The dissemination of time is one of PTB's legal tasks. Since decades PTB employs the long-wave transmitter DCF77 of the Media Broadcast GmbH for that purpose. During every minute the numbers of minute, hour, calendar day, day of the week, calendar month, and the two last figures of the calendar years are transmitted. Details how this is done can be found Opens external link in new windowhere. The transmitted signal is not – as it is often assumed – transported by wire from Braunschweig to the radio station but is generated at the place of emission using a signal generator unit (including atomic clocks) developed by PTB, which is controlled from Braunschweig. Within a radius of about 2000 km around the location of the transmitter at Mainflingen, about  40 km south-east of Frankfurt/Main, signals can be received 24 hours per day. The time announcements of radio and television stations as well as the clocks of the Deutsche Bahn AG are controlled by DCF77. Industrial applications comprise installations of energy supply companies, traffic control and traffic light systems. Furthermore, the time signals control and monitor industrial manufacturing processes and last but not least keep private radio-controlled clocks up to date.

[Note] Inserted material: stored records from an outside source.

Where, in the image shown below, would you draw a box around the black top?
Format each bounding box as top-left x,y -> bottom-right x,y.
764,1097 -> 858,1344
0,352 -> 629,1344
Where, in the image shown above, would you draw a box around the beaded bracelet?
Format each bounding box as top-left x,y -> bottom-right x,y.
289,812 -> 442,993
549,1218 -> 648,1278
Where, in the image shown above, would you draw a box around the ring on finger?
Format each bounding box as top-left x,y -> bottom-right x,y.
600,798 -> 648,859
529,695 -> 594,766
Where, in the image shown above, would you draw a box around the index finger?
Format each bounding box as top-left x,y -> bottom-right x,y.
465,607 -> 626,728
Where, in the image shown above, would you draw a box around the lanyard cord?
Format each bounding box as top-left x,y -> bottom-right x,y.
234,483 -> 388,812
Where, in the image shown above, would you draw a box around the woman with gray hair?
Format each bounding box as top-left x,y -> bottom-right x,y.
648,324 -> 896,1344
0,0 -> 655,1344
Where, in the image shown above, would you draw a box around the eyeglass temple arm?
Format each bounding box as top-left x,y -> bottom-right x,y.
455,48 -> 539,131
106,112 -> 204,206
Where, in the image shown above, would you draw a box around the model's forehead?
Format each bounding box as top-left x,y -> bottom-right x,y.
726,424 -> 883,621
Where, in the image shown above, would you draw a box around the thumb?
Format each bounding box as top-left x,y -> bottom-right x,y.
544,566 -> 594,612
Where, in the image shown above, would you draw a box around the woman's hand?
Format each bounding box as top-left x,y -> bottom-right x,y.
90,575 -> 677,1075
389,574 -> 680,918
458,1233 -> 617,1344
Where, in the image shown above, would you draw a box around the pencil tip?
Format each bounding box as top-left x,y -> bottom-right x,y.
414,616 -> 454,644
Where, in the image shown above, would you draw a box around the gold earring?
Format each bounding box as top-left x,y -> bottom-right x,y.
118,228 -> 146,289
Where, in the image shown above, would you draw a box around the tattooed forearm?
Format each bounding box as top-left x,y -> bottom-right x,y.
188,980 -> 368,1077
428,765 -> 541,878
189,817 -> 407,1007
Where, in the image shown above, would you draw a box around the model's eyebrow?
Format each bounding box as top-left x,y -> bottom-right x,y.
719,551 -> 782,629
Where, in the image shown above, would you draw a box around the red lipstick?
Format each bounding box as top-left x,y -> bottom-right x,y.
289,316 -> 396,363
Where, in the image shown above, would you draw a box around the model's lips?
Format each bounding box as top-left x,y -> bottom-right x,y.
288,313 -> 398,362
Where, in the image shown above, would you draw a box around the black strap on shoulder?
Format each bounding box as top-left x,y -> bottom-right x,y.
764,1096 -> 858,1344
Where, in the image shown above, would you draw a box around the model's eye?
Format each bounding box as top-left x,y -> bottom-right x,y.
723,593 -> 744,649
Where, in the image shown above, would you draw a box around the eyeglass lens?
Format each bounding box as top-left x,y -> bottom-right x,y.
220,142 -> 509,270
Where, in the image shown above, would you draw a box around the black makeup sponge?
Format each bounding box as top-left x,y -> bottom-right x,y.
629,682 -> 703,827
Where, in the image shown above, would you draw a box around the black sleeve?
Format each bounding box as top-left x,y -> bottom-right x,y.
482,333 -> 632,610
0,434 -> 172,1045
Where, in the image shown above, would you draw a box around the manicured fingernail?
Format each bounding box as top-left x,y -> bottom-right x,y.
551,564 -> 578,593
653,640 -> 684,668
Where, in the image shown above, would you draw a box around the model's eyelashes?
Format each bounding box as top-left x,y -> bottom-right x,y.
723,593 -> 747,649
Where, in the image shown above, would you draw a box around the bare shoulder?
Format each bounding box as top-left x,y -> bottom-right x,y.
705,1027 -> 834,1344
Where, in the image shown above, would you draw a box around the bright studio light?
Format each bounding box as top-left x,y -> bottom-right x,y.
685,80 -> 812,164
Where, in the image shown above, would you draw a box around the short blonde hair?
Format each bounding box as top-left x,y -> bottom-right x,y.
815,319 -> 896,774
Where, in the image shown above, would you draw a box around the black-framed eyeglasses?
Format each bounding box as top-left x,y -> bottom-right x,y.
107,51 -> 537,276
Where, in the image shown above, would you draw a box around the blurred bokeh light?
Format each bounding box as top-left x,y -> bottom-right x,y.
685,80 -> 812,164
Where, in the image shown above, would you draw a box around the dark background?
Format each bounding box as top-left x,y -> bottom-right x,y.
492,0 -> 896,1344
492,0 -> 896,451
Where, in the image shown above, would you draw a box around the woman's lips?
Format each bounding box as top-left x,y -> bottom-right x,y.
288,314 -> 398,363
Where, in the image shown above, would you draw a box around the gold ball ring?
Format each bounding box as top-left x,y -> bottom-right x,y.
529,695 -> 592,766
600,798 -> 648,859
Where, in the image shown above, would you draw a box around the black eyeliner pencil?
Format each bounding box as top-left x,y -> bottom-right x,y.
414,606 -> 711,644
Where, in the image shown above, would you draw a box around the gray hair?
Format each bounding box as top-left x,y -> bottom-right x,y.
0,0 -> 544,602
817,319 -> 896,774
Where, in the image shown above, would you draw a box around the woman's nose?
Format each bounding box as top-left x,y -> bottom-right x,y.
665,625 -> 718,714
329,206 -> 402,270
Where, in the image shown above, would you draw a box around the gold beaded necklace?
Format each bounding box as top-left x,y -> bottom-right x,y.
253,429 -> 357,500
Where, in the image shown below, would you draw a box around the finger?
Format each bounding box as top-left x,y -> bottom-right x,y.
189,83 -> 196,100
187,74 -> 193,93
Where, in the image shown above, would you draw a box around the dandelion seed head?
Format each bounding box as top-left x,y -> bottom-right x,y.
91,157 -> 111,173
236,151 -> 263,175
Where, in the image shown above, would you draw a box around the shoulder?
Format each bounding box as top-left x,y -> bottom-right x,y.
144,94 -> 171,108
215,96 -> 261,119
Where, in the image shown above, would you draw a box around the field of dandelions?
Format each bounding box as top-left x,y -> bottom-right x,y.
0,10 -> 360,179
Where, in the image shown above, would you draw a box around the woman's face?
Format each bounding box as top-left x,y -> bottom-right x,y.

Compared with time transmission using satellites, long-wave signals have a decisive advantage: They penetrate buildings to a large extend unobstructed and their detection is not significantly affected by obstacles such as trees or high-rise buildings. They can be received without an exterior antenna using small ferrite antennas incorporated in the case of radio-controlled clocks. Compact battery- or solar cell-operated radio-controlled clocks without any cable connections are feasible. The long-wave dissemination of time will remain thus attractive also in the future and continue to be a useful supplement to time transmission via telephone, internet and satellite signals.